Realidad: Te llaman, piensas que es Vodafone, casi cuelgas. Cuando te dicen que has ganado, preguntas 7 veces si es verdad. Tu primera reacción es desconfianza. La segunda es buscar «SorteoPremios estafa» en Google. La tercera es darte cuenta de que es real. Entonces sí lloras.
🧳 Hacer la maleta
Expectativa: Maleta perfecta estilo influencer. Todo combina.
Realidad: A las 3 de la mañana sigues metiendo y sacando ropa. Llevas 4 opciones para cada día. Tu maleta pesa como un ancla. Decides que en París comprarás lo que falte.
📸 Las fotos
Expectativa: Fotos tipo postal con la Torre Eiffel.
Realidad: 347 intentos. En 340 sales con los ojos cerrados. En 5 hay un turista detrás con un selfie stick. En 2 quedas decente. Esas 2 las subes a Instagram 47 veces.
📖 Diario real de un ganador de viaje (versión no censurada)
Día 1, 6:00 AM: Suena la alarma. Hoy vuelo a París. GRATIS. Miro el billete 14 veces para confirmar que es real. Lo es. Subo una story a las 6:03. A las 6:05 ya tengo 7 respuestas de «QUÉ ENVIDIA». Buen comienzo.

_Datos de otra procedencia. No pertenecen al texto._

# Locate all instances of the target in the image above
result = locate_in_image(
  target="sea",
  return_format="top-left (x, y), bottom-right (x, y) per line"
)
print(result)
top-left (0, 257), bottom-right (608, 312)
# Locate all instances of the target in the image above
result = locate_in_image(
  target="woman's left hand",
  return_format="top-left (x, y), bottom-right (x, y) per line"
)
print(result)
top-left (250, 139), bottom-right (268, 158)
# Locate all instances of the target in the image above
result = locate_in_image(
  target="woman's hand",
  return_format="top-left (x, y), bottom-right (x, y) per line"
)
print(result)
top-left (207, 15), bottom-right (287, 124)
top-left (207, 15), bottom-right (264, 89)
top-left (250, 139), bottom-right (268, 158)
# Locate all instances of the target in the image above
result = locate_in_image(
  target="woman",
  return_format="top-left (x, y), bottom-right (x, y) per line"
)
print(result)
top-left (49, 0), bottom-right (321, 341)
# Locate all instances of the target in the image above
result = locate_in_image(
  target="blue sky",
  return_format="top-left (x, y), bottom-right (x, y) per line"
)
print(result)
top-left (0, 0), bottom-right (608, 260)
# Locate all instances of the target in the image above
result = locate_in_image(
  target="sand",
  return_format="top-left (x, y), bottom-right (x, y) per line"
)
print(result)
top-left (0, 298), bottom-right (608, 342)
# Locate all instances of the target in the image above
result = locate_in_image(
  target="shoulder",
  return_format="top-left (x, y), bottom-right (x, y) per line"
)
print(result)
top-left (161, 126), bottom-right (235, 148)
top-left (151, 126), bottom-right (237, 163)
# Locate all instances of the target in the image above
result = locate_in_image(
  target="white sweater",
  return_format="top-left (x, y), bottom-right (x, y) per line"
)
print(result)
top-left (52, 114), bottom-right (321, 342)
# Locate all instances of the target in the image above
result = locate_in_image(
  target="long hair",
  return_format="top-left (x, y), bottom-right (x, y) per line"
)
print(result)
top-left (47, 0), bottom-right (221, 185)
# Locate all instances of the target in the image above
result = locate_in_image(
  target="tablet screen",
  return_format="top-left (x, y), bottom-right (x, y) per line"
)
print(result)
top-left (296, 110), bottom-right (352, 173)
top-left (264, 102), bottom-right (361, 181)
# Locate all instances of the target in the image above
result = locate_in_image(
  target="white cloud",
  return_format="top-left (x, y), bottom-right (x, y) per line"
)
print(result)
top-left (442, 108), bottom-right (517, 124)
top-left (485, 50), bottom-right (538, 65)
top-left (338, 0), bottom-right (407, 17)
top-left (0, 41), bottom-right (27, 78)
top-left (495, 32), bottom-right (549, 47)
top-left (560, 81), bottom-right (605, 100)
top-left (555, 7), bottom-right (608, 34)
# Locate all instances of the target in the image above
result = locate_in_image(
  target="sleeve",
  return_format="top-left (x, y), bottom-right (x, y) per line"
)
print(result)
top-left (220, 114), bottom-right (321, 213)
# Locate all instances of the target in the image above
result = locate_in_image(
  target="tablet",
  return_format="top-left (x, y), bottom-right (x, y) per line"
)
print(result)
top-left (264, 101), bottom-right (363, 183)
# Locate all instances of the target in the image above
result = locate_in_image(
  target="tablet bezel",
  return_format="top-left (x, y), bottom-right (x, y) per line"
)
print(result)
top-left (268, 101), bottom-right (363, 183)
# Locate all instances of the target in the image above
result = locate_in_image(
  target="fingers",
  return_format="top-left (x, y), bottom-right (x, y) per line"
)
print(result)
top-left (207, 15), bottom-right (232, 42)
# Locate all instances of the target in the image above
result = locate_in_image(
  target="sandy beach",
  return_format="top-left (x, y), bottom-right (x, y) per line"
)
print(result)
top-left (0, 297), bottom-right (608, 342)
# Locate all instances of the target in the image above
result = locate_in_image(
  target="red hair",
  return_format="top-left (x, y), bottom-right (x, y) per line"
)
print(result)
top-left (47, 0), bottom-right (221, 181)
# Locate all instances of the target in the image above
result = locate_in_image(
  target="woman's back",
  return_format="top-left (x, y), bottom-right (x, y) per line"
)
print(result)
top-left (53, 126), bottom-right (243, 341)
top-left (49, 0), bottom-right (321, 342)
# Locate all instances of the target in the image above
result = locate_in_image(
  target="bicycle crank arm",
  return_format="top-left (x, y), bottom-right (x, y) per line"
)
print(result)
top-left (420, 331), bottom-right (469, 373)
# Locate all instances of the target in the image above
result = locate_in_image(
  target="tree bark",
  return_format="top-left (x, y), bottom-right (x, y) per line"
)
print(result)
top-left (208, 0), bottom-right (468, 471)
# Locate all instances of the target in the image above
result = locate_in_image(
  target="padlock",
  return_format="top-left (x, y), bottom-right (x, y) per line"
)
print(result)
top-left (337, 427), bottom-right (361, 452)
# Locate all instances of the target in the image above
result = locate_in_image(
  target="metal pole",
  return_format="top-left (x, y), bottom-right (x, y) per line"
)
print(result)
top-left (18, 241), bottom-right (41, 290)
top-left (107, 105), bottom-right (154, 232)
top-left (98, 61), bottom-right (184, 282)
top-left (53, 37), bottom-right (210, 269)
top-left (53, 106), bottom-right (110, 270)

Día 1, 10:30 AM: Llego al aeropuerto. Me siento importante. No sé por qué. Es el mismo aeropuerto de siempre. Pero hoy es diferente porque voy a PARÍS y no he pagado NADA. Desayuno en el Starbucks del aeropuerto como si fuera millonario. En realidad es un café con leche de 4,50€.
Día 1, 2:00 PM: Aterrizo en París. El cielo está gris. Me da igual. Podría estar lloviendo ácido sulfúrico y seguiría estando contento. Cojo el RER hasta el centro repitiendo mentalmente «merci beaucoup» para cualquier situación.
Día 1, 4:00 PM: Primer croissant. Lloro un poco por dentro. No exagero. Es el mejor bollo que he comido en mi vida y mira que he comido bollos.
Día 1, 8:00 PM: Torre Eiffel de noche. Parpadea. Yo parpadeo. Nos miramos como dos viejos amigos que se reencuentran. Le saco 73 fotos. Todas iguales pero «esta tiene mejor luz».
Día 2, 9:00 AM: Segundo croissant. Ya no lloro. Me he adaptado. Ahora simplemente mastico con los ojos cerrados como un sibarita. Mi acompañante me mira con preocupación. Le digo que estoy bien. Estoy más que bien.
Día 2, 6:00 PM: Últimas horas. No quiero irme. Compro un imán de nevera como si eso fuera a mantener vivo el recuerdo. Funciona. Cada vez que abro la nevera, veo París. Y sonrío como un tonto.
Día 3 (en casa): Abro la nevera. Veo el imán. Suspiro. Abro SorteoPremios. Me apunto al siguiente sorteo. El ciclo continúa.
París te espera. Dale al play y empieza a soñar.
🎯 La realidad supera la expectativa en una cosa
No pagaste nada. Y eso hace que CADA croissant, CADA foto y CADA momento sea un 300% más satisfactorio. Porque es gratis. Y lo gratis sabe mejor.